Marks & Spencer today said it was making good progress in its three-year vision of becoming an international multichannel retailer – but revealed a 15% fall in profits and said future sales growth would not be as high as once hoped.
The news came as M&S today reported pre-tax profits down at £658.0m in the financial year to March 31, compared to last year’s £780.6m, as a result of the rising costs of raw materials and wages at a time when promotional activities are also up. Group sales rose by 2% to £9.9bn.
Multichannel sales,however, rose 18% to £559m, ahead of the online market as a whole. Online traffic was up by 11% to 3.4m visitors while M&S’ mobile site saw more than 300% growth in visits.
The retailer also said it would launch eight new international websites during the current financial year, that 40% of its Shop Your Way online purchases were now collected in store, and that it continued to pilot digital in-store initiatives including its Style Online e-boutique and new browse and order points to extend the aisle.
But it also updated its three-year ambition, set out in November 2010, of boosting annual revenues by between £1.5bn and £2.5bn to between £11.5bn and £12.5bn in the 2013/14 financial year. Instead, it said, it now expected to boost revenues by between £1.5bn and £1.7bn – at the lower end of its forecast. “We are making good progress,” the M&S annual statement said, “but successful execution of our strategy requires us to adapt to both market opportunities and current market conditions.

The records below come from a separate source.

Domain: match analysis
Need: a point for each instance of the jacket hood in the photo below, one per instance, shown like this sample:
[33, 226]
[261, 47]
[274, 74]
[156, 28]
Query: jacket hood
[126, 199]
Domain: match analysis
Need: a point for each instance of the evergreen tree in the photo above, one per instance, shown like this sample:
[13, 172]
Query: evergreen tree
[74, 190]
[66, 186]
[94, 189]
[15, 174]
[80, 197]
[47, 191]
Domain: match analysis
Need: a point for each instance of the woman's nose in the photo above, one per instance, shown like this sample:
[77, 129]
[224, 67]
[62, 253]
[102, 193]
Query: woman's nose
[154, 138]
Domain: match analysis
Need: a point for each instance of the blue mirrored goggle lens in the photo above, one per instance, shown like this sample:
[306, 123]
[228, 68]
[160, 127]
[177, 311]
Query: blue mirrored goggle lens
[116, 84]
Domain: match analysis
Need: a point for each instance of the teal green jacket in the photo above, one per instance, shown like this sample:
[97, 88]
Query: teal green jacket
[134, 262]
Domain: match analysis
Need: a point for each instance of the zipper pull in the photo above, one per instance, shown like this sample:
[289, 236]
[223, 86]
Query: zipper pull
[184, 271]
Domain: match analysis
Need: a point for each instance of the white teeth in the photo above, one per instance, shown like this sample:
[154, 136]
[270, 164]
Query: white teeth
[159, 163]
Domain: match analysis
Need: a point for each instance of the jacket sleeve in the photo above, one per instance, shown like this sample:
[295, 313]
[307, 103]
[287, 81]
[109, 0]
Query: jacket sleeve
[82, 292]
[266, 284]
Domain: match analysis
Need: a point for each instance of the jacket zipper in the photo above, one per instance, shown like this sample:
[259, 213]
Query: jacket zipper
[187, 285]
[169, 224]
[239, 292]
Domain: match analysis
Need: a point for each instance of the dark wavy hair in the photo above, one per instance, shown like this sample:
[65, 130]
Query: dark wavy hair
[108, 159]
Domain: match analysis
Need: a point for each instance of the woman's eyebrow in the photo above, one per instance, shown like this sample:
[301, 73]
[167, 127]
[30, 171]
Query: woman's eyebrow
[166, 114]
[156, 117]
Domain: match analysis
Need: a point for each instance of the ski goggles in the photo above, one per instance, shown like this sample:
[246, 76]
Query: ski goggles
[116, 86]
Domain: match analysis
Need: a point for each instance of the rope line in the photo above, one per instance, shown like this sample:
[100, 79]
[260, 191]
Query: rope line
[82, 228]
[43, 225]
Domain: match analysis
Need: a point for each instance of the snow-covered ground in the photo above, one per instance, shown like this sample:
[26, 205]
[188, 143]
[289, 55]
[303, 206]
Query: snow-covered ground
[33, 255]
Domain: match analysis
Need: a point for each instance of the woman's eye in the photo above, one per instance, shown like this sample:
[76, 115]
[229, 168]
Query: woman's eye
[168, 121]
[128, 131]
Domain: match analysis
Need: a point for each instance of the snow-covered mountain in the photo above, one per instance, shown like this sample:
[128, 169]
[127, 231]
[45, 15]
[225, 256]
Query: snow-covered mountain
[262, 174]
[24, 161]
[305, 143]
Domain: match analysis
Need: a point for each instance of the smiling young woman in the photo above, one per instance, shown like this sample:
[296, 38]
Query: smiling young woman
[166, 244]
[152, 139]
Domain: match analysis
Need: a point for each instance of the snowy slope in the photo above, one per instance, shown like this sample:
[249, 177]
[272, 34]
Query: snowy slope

The original forecast envisaged multichannel sales of between £800m and £1bn and today the company said it was “on track to deliver” on its targets for both multichannel and international sales.
M&S said it saw a “significant acceleration in our online growth rate” between the first and second halves of the year thanks to improvements including the introduction of next-day delivery, the launch of the online discount Outlet store, which saw 1.1m visitors in its first six weeks, as well as online ordering for Christmas food, which produced a 22% rise in sales. Improvements to the website included enhanced search, zoom and video functionality.
The company said in the light of multichannel sales growth it had reviewed how much space it would need. Accordingly it would spend £200m less than previously forecast over the coming two years, growing its estate by 3% in the current year, and 2.5% next year. “Despite the growth in multichannel,” it said, “we believe that physical space will continue to play an important role, and will help us to deliver an improved Shop Your Way service for our customers.” That Shop your Way service means that 40% of orders are now collected in stores.
Its stores now include more technology with both its Style Online e-boutique and new browse and order points currently being trialled in stores. In some stores, it said, advisers are now equipped with iPads to provide “more personal assistance to customers”. In addition, a new store format for its home department that will include greater use of technology is to be introduced to its new Cheshire Oaks store in August.
Today’s results also showed UK total sales rose by 1.5% in the full-year and like-for-like sales by 0.3%. Growth was strong in the food category, where total sales rose by 3.9% but weakest in the home department, where total sales were down by 10% following the company’s move out of selling technology.
International sales rose by 5.8%, thanks to growth in the Indian, Chinese and Hong Kong markets. Trading conditions were weak in Greece and the Republic of Ireland. The company already has websites in Ireland and in France, and said plans to launch eight more over the year came as international deliveries from its UK website continued to grow. Some 37 new stores were opened overseas, taking its total stores to 387 in 43 countries. It now expects to open around 100 a year alongside “multiple country websites.”
Chief executive Marc Bolland said: “Whilst the economic environment has deteriorated since we first set out our strategic plans, we have made significant progress.
“We are well on track to become a truly international multi-channel retailer. By the end of this year we will be transacting from 10 websites worldwide and opening around 100 international stores per year.”